Critics say Ireland’s tax regime has led to a two-speed economy in which multinationals and their employees pull ahead while the domestic economy plods along. While the government has vowed to address such issues, it is also concerned about the impact on future foreign investment should Ireland no longer be able to use low taxes as its main calling card.
“Ireland will become a less attractive place for multinational investment in future years,” said James Stewart, an adjunct professor of finance at Trinity College in Dublin. “You won’t get a sudden bang, but there will be a gradual shift away.”
The O.E.C.D. insists that countries could still offer tax holidays and exemptions as long as they complied with minimum corporate tax levels.

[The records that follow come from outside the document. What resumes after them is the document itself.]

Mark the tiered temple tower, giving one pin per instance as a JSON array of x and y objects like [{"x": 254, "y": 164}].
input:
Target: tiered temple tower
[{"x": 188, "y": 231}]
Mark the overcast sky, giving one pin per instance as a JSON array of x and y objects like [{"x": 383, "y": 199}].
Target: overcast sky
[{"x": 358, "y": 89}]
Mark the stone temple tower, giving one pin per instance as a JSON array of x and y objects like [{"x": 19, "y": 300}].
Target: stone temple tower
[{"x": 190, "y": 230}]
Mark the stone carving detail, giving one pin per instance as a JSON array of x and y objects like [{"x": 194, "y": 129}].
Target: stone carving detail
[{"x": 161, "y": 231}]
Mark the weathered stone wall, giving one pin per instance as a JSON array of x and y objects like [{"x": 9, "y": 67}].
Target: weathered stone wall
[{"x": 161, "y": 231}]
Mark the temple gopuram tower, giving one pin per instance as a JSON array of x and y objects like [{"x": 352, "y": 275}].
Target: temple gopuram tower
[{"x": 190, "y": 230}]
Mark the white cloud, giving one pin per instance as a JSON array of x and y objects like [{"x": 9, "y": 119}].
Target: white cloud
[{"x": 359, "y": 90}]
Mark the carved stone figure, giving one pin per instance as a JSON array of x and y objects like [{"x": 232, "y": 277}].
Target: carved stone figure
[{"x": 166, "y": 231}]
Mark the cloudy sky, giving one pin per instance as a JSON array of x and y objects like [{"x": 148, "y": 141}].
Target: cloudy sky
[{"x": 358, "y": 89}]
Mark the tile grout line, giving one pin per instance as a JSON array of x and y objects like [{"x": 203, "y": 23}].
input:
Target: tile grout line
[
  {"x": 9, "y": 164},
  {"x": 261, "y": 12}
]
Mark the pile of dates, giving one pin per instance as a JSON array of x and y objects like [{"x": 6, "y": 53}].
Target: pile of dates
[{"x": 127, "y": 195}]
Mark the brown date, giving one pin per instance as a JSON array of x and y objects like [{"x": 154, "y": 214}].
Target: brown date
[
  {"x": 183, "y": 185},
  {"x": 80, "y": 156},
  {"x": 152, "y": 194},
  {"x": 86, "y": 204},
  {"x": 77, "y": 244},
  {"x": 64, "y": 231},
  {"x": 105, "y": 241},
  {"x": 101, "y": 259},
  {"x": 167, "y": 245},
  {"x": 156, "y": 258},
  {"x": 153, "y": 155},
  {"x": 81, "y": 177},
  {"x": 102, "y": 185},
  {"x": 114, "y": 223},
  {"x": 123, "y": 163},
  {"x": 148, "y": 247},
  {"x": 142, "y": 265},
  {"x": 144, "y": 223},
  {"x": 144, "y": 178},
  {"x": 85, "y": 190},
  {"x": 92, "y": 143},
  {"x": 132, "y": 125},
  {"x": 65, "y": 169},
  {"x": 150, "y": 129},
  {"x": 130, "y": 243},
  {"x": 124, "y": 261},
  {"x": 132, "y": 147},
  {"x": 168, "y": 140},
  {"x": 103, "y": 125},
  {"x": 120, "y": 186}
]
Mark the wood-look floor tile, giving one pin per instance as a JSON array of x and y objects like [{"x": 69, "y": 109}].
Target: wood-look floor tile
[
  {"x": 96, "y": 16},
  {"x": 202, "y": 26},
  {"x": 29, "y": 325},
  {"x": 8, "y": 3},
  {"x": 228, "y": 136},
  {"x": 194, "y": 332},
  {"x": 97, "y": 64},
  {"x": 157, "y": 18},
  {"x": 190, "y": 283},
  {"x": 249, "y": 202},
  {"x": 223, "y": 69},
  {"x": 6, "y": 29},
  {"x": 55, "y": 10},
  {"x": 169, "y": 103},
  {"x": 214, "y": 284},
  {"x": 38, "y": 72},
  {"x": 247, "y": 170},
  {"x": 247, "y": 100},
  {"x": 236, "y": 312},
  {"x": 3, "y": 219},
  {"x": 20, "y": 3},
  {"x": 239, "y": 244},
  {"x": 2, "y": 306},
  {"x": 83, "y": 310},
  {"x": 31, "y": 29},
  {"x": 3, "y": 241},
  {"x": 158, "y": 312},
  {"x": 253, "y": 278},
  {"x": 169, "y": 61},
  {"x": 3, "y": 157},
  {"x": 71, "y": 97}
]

Ireland could, for example, continue to offer the so-called Knowledge Development Box, a special 6.25 percent rate for revenue tied to companies’ patents and other intellectual property.
Analysts say Ireland could sign on to the agreement, bump its corporate tax rate to 15 percent and grab more income without a huge risk that companies would move their European headquarters to the continent.
Hungary or Switzerland may have lower taxes but lack Ireland’s broad tech industry and a flexible English-speaking work force. Ireland also has a relatively stable social compact between unions and companies.
Pharmaceutical giants like Novartis and Pfizer also have little incentive to move their research and production facilities. Cork in southern Ireland is the main European base for 24 of the world’s 25 biggest pharmaceutical companies.
Even if much of their profit is made in big markets like France and Germany — which would now be able to grab a larger chunk of the taxes they had been paying in Ireland — analysts point to high business taxes and labor costs, and a complex regulatory landscape as disincentives to move.
Multinationals have invested billions in Ireland precisely because successive Irish governments have provided tax certainty. The corporate tax is so sacred that during Europe’s debt crisis in 2010, the Irish government refused to raise the tax to secure a bailout from the International Monetary Fund, opting instead to cut the minimum wage and social safety net to make austerity savings.
But with most of the world now backing a 15 percent global corporate tax, Ireland is likely to relent at the end of the day, provided it wrests concessions from bigger countries to help keep a competitive edge.
“Ireland has benefited a lot from the tax advantage it has provided to multinationals,” said Ricardo Amaro, a senior economist at Oxford Economics in Dublin. “Going forward, they will have to come up with a strategy that relies on nontax tools such as a stable regulatory environment and skilled work force to lure investment.”
“That has got to be their Plan B,” he added.